Understand your Mortgage
The biggest purchase most of us will ever make is our home. While you are spending money to make the initial purchase, within a matter of months you can begin to leverage your home and manage its value with improvements, equity and so on. A common question among many people is: How do I refinance my mortgage?
For many, a second mortgage on the home is a way to send children to college while others use the equity that builds with the years to make those additions or remodeling they have always wanted. Many homeowners, however, are overwhelmed by the financial intricacies of buying, owning and managing the value of their home and do not use it to the fullest extent that they can.
Really, the processes involved are quite basic, and you can make things even easier on yourself by steering clear of some common pitfalls along the way. In the mortgage process, there are a few common mistakes or miscues that future homeowners make that can really throw a wrench into your plans. While the entire process may leave you slightly bewildered, you can at least make it easier by following a few of our basic guidelines.
While most of us will have some degree of debt when we apply for our mortgage, it should be manageable and within your means. If it isn’t, you will not be approved for the mortgage. This is no mystery. However, when you are beginning, in the middle of, or ending the mortgage process, you should take any measure necessary to ensure your financial situation remains stable or constant at the least. Being pre-approved for a loan is great, but if you go out and tack on some new debt like a new car or even a stereo that will require some sort of monthly payment, you are asking for some serious trouble. You see, your loan pre-approval was based on a particular level of income and then compared to your expenditures. Make a change in that equation and you are taking an unnecessary risk.

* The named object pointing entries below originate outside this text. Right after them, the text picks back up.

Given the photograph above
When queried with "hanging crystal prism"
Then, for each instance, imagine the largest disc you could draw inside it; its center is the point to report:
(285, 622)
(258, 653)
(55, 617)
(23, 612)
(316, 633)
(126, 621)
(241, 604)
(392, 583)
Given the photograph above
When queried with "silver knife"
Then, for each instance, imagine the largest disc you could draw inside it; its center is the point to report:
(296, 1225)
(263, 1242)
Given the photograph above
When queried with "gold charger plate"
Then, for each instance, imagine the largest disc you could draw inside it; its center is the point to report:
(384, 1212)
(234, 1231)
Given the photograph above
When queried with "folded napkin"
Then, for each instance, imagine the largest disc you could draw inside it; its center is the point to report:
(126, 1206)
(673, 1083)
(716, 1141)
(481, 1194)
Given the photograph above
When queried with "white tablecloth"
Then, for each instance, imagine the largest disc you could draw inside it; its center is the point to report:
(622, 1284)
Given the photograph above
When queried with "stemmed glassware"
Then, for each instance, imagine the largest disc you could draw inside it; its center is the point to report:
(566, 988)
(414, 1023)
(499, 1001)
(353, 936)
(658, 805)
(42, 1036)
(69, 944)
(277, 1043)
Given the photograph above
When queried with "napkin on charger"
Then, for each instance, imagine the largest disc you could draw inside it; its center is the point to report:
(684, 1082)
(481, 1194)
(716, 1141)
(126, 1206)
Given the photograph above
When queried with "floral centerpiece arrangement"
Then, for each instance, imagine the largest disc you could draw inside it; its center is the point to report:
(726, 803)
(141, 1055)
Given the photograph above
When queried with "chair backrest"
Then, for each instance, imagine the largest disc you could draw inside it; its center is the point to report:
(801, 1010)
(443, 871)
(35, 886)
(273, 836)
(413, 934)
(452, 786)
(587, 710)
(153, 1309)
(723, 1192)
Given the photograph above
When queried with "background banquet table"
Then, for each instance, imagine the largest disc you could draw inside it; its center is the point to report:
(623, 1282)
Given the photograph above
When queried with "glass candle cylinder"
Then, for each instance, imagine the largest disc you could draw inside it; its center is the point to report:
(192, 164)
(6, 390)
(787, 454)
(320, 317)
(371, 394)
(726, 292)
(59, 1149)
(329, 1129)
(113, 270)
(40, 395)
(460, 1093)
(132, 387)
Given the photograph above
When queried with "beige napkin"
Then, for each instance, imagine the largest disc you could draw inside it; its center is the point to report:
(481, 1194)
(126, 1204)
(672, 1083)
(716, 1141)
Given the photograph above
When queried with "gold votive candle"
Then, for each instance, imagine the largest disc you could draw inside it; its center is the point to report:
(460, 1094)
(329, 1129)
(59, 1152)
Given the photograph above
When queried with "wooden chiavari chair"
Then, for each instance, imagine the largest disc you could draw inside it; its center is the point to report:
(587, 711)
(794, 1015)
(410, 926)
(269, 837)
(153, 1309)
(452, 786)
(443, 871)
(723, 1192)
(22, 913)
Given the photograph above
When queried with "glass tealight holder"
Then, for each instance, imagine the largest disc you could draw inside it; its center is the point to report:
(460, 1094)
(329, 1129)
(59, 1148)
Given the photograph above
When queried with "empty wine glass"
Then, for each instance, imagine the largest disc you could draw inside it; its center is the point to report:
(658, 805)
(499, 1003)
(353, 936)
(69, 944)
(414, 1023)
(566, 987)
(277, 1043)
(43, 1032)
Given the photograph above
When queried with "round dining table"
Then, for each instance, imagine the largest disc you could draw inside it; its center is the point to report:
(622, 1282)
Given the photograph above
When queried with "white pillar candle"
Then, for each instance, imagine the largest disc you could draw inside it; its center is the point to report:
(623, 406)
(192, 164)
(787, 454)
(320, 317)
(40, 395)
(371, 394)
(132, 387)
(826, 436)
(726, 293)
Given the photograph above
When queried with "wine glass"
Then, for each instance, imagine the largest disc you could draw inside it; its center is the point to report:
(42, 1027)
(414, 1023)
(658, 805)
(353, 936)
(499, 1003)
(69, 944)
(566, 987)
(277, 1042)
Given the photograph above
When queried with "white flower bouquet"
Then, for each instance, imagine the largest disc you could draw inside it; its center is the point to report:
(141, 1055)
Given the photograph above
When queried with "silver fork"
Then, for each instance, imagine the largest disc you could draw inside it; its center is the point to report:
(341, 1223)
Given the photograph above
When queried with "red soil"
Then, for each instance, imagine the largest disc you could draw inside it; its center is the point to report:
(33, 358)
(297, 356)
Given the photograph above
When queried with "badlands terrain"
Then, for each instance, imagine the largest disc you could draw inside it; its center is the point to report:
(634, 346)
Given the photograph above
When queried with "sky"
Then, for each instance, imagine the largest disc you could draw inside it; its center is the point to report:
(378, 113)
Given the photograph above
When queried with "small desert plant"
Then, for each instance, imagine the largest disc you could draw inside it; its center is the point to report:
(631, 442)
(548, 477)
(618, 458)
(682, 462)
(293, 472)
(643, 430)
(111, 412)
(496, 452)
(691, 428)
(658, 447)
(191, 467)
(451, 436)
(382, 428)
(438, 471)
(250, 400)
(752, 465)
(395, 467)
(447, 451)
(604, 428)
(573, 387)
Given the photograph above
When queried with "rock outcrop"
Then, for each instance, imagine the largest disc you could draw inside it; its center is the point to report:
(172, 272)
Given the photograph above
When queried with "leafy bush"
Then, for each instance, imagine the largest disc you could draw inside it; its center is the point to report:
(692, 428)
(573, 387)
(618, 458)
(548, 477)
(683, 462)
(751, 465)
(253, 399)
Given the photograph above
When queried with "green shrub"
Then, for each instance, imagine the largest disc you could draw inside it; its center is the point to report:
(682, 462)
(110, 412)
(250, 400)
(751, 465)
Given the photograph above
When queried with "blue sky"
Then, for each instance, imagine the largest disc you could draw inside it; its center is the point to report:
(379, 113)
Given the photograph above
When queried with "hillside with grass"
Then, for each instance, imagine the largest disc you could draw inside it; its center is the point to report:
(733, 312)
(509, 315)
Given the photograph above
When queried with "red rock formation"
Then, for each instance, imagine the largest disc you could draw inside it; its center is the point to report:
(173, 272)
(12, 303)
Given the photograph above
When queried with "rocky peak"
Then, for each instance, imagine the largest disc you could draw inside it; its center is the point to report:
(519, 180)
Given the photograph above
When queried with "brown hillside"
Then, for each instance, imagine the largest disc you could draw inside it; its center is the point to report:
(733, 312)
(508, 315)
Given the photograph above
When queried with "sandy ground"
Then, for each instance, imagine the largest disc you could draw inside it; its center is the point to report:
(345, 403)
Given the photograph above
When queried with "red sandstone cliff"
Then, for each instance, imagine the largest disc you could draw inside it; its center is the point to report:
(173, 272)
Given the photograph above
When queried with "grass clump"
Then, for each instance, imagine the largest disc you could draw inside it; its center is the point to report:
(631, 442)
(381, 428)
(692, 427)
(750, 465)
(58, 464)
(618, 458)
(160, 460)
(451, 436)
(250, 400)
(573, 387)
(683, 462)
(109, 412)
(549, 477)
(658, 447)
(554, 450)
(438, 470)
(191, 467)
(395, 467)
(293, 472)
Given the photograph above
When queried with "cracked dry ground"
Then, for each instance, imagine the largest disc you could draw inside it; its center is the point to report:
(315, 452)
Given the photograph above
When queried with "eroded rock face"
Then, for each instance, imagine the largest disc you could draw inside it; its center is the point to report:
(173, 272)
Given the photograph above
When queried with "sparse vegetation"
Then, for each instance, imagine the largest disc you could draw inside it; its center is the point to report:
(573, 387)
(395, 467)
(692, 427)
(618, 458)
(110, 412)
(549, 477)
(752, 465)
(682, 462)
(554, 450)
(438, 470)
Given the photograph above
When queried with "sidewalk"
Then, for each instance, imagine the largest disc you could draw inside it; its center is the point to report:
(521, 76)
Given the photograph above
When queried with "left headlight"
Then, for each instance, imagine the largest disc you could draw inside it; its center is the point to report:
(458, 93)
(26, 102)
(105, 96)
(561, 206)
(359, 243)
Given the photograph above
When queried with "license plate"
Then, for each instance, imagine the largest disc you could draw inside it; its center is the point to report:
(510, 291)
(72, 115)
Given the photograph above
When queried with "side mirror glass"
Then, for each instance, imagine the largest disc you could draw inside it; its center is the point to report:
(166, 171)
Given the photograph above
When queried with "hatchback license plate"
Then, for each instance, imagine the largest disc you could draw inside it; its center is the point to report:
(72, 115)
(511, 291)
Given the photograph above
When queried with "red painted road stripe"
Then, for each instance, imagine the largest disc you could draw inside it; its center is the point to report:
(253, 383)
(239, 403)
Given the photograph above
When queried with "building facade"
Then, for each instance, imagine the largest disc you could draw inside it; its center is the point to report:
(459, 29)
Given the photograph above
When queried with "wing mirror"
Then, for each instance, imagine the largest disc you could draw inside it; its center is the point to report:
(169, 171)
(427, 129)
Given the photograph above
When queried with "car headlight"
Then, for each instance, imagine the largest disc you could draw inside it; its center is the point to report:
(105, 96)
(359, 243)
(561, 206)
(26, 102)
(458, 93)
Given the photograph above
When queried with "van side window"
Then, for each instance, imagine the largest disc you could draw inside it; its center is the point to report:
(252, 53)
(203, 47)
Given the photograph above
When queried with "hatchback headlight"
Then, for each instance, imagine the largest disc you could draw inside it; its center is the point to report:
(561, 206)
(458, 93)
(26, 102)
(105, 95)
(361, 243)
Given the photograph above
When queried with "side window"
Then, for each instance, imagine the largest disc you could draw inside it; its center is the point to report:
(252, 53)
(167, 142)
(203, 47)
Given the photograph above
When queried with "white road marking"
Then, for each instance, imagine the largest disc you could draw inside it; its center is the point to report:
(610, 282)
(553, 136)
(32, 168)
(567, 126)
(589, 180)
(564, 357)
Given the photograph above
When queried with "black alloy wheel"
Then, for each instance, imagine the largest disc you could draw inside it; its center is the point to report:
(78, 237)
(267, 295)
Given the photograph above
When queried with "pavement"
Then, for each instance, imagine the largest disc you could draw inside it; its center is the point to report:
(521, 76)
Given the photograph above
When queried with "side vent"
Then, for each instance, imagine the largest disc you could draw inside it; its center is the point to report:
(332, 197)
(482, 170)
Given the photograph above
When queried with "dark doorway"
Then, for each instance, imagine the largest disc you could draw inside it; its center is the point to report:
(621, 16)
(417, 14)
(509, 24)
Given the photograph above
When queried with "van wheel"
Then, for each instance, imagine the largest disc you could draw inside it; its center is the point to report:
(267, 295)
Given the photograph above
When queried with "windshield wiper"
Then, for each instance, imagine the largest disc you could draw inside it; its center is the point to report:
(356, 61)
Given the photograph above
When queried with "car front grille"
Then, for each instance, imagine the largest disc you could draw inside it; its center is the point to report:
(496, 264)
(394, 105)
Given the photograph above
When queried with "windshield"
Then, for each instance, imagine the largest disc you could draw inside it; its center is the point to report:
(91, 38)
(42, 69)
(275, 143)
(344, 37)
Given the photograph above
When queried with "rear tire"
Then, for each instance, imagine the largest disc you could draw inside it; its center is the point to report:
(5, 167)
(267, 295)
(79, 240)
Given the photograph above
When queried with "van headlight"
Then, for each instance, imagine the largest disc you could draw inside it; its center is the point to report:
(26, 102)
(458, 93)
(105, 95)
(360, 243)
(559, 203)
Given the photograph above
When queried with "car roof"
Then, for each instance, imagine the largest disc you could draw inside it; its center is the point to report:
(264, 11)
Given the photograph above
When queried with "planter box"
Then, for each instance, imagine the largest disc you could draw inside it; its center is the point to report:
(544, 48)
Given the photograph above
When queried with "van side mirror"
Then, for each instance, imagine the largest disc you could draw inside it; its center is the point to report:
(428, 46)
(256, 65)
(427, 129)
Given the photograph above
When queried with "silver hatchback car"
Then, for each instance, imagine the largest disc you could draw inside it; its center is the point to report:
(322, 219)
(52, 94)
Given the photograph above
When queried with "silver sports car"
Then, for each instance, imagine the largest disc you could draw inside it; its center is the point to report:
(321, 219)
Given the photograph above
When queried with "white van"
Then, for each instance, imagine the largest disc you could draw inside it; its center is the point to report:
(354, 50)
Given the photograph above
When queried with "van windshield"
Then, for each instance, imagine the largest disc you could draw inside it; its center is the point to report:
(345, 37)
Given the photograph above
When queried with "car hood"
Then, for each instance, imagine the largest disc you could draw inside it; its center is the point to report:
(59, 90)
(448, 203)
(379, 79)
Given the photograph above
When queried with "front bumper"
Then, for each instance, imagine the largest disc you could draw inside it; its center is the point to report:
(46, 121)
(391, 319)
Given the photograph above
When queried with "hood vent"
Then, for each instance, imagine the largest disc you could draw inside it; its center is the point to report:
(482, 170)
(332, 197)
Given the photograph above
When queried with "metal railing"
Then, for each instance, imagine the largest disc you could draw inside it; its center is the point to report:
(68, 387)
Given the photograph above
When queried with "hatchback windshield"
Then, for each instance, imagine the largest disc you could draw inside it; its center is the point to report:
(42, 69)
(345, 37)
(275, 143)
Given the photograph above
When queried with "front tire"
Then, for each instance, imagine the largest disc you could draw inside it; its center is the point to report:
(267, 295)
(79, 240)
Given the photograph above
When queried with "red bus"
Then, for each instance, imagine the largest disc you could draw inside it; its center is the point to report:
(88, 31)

Chances are, you will not get a mortgage approved if you are not working or if you do not have a steady income. Having said that, you may also endanger your chances of getting a mortgage by making any change in your employment status, even a new job that pays you more money. The lender is looking for a solid employment history along with annual income to help make a decision about your loan. Change any of these factors and you will likely have to go through the approval process again. If you anticipate a job change at any time during your mortgage process, it is a good idea to be up front about the potential of the move and when you anticipate it may take place. You by no means have to stay in a job that you don’t like or pass on a good opportunity during the mortgage process, but you do need to ensure you are clean with your lenders.
While new homeowners are excited about the move into their new home, you have to understand that the closing process often takes several weeks to complete. Begin packing household items, clothes and the items in the attic, but be sure to leave your financial papers in a safe place. This can be especially important if you are moving out of state or to a different town where a box full of your important mortgage documents will be tough to retrieve should you have to produce them. Keep your files contained at a central location where you will have easy access to them right up to the time you move to the new house. This can save a last minute headache for you and your lending professionals.
Your finances are of primary importance when you go for a mortgage, so it pays to do some of your homework before you even find or begin looking for a house. In many cases you can build a better credit report or may even find after review some signs of bad credit that are out of place for some reason. Credit reports are not perfect and can cost you a mortgage approval if you don’t take steps to manage them. Work with a financial planner well in advance of your hunt for a new home to ensure you are the perfect candidate for a mortgage and you will have few obstacles to negotiate during the process.
Taking a little extra time to look at the big picture as it applies to your finances and credit rating will help you save valuable time in the mortgage process and will make working through the seemingly endless paperwork much easier.